EDIT: Hello from the future! This post is part of the old blog. That means it may be deprecated. However, I deemed it valuable enough to keep around. The new blog starts here!

Let's continue our trek into On Liberty by John Stuart Mill. This week I'll highlight some things found in the 3rd chapter - "On individuality, as one of the elements of well-being" - that I found interesting. Individuality is (more) common place nowadays, but its extent is questionable; most people want to be original and revel in their individuality (yours truly included), but more often than not we are simply vibrating inside accepted norms. I encourage you to read this by keeping in mind how it applies to tech culture.

Mono-culture is death

So in this part of the text, Mill argues for "originality". Customs are laying waste to originality and crusting the swift flow of ideas. I think he said it best when talking about the growing propensity to customariness (that is actually a word!) of average men:

I do not mean that they choose what is customary, in preference to what suits their own inclination. It does not occur to them to have any inclination, except for what is customary.

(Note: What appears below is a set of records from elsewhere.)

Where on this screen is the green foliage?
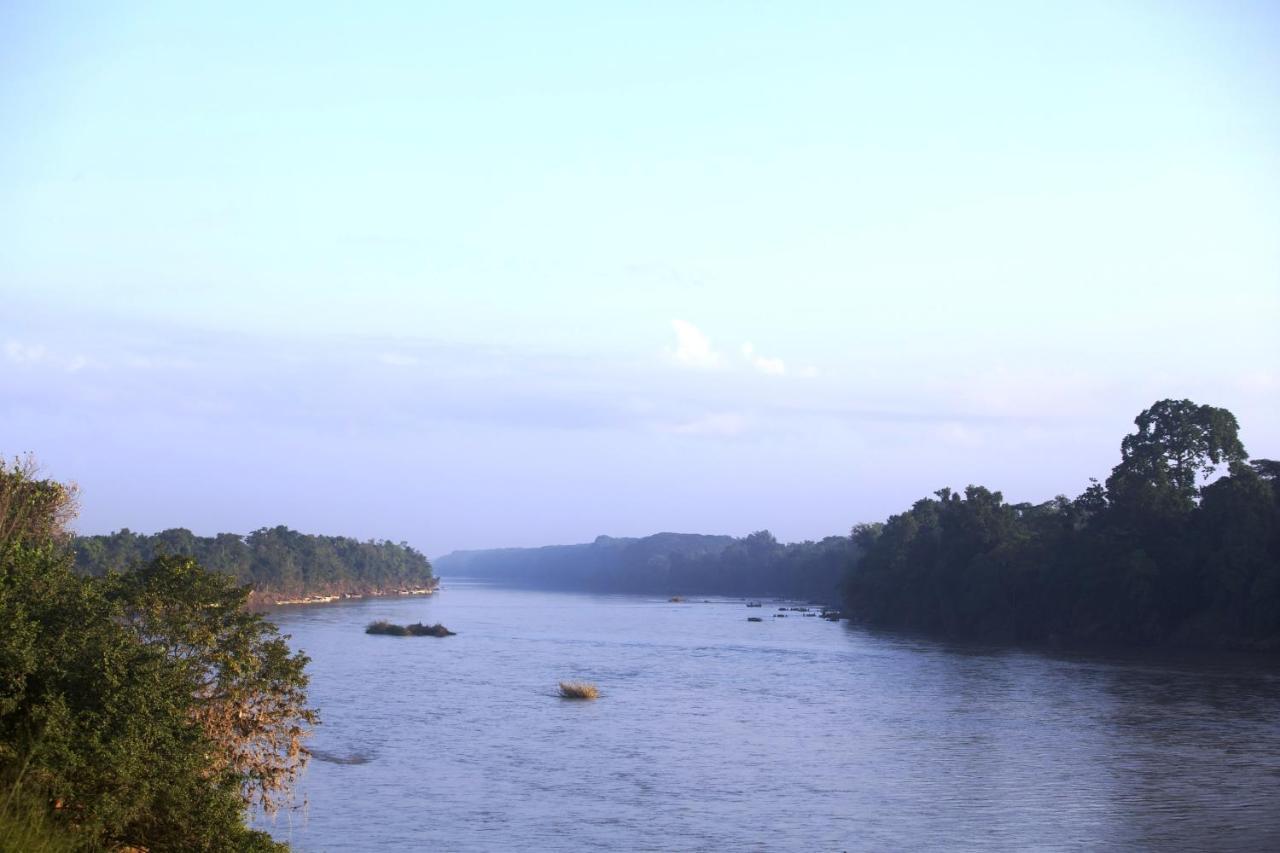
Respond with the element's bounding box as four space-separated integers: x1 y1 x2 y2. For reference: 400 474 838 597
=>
0 461 305 852
436 530 856 599
74 526 434 596
845 400 1280 648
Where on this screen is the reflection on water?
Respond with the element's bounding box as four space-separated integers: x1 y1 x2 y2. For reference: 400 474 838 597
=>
264 581 1280 850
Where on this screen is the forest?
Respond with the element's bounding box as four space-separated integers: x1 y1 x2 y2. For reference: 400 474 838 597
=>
74 526 435 597
435 530 858 602
0 460 309 853
844 400 1280 649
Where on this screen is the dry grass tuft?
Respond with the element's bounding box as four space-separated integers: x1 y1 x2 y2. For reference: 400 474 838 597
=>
561 681 600 699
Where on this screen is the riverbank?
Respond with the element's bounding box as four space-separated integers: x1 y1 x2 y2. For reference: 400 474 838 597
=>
248 579 440 610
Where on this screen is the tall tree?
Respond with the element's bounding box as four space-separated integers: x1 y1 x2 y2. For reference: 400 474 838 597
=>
1107 400 1248 508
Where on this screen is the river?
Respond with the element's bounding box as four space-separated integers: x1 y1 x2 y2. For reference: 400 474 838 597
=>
259 579 1280 852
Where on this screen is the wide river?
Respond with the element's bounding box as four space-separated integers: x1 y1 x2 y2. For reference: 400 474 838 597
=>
260 579 1280 852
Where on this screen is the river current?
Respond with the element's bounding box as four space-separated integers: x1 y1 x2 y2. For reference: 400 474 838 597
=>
257 579 1280 852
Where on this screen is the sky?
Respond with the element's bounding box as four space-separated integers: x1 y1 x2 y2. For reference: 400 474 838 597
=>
0 0 1280 556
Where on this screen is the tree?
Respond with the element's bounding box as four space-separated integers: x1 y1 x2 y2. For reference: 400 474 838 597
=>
1107 400 1248 508
108 556 317 812
0 462 302 853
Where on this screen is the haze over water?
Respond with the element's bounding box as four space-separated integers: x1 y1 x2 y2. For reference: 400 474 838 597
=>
257 579 1280 850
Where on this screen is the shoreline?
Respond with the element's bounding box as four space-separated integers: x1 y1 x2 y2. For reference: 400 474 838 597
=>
248 580 440 610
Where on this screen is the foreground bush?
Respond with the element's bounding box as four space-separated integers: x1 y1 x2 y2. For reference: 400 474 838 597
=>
0 462 307 852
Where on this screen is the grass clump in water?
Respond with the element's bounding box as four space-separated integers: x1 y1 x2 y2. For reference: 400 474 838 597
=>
561 681 600 699
365 619 457 637
365 619 408 637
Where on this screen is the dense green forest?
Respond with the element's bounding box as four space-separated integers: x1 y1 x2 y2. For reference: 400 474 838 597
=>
845 400 1280 649
0 460 317 853
74 526 435 597
435 530 856 601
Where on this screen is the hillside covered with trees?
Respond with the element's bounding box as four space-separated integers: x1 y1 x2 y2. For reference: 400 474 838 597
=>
845 400 1280 649
435 530 855 601
0 461 317 853
74 526 435 599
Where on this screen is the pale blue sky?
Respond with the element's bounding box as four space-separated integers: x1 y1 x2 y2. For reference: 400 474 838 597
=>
0 1 1280 555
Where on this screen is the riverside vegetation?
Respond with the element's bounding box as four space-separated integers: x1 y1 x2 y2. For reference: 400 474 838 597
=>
845 400 1280 649
0 460 317 853
436 400 1280 649
74 526 435 603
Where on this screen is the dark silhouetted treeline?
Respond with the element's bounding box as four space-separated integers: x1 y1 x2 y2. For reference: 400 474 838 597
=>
435 530 855 601
845 400 1280 649
74 526 434 596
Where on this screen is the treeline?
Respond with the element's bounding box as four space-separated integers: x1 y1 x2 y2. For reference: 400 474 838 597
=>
436 530 856 601
845 400 1280 649
74 526 435 597
0 461 316 853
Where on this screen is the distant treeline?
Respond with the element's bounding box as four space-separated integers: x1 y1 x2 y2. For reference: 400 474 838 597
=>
435 530 856 602
845 400 1280 649
74 526 434 596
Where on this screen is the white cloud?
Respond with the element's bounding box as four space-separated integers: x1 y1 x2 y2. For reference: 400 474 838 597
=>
663 412 748 437
671 320 723 370
4 339 90 373
742 343 787 377
4 341 45 364
378 352 417 368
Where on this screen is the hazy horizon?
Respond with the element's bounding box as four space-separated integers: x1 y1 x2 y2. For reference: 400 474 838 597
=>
0 3 1280 556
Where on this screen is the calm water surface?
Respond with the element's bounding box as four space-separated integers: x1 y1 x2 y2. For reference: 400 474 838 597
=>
262 579 1280 850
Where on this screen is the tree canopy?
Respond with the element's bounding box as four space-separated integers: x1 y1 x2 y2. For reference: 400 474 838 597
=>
845 400 1280 648
0 462 315 853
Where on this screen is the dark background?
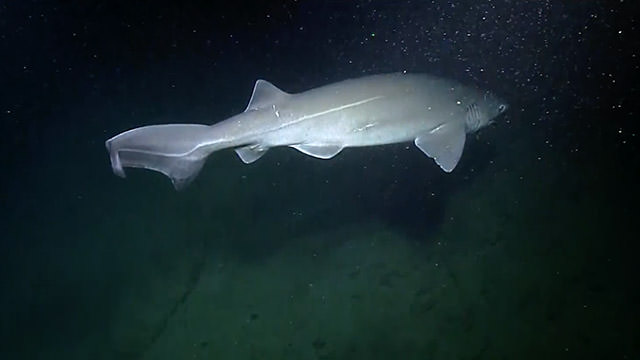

By "customary" he is talking about the tendency of people to act based on what they think someone of their status or of a higher status would do rather than consider their own affinities i.e. what is expected of them.

What is so bad about customs? Aren't they the result of social experience? Aren't they time-proven and majority-approved tacit processes? Well, just go back to the last post to see what Mill had to say about blindly submitting to tacit understandings. It's the same idea here. Except that there are also historical examples underlining the dangers of a customary society.

The main example is China. Blessed with major technological advancement, a numerous population and ample resources, it failed to reach the level of dominance that Europe had at the time of Mill. The reason for that were customs that prevented trade and stifled individual growth (even modern books talk about this, see Guns, Germs and Steel. The enforcement of customs and the subsequent mono-culture was so effective that China lost its edge to Europe.

Quick aside here. It could be argued that the problem isn't the notion of customs but rather what those customs entail. If it was socially well seen to trade, then China could have dominated. To Mill, this might be true: some customs are better than others, but to discover them individuality must be allowed and the means imposing those customs so effectively must be prevented.

Ok back on track. With the prevalence of customs for the sake of customs, Mill predicted the gradual deterioration of the pace of progress in Europe (like in China) unless individuality was allowed to grow. Public opinion is the main opponent here and the one against which originality must be shielded or at least the one it should overcome. What's the alternative? The human spirit is crushed by a numbing system where nothing is done because of actual want and everything is done because of fictional need.

The Oppressive Mass

Really Mill goes back and again to this idea of the oppressing mass. And I don't think he means to be condescending by that. He's stating his observation of the society and he promotes individuality as a means to elevate all of society. Individuals can stir the flow to a better direction and the more thoughtful individuals the better.

In modern day terms: he deplores the popularity of Honey Boo Boo, but acknowledges that unless individuals are more enlightened, its popularity won't change as it is driven by mass appeal. Note that his solution is not to have an opposing custom imposed on the public (it bears repeating), but rather have the decision become organic from the individuals themselves.

It's hard to see the impact of our individuality in this era of masses - that applies to both Stuart Mill's time and ours. It is necessary though, says Mill, because our greatest advancements were brought forth by individuals and if we don't allow individuals to be "original" and deviate from the imposed norm than we will stop advancing.


I will stop it here for this week. That was a bit longer than I expected! Quick recap:

  • All of the reasons to praise liberty of expression are valid for individuality.
  • Customs and uniformity stifle progress and the well-being of mankind.
  • If the world is increasingly decided by group-think, it is more important than ever to be original and try new things for the benefit of all.

Ok, chapter 4 will be next. It's about the authority of the state on the individual - I guess he does tackle that aspect! I will try to post something different in between though. Pause this heavy stuff a bit.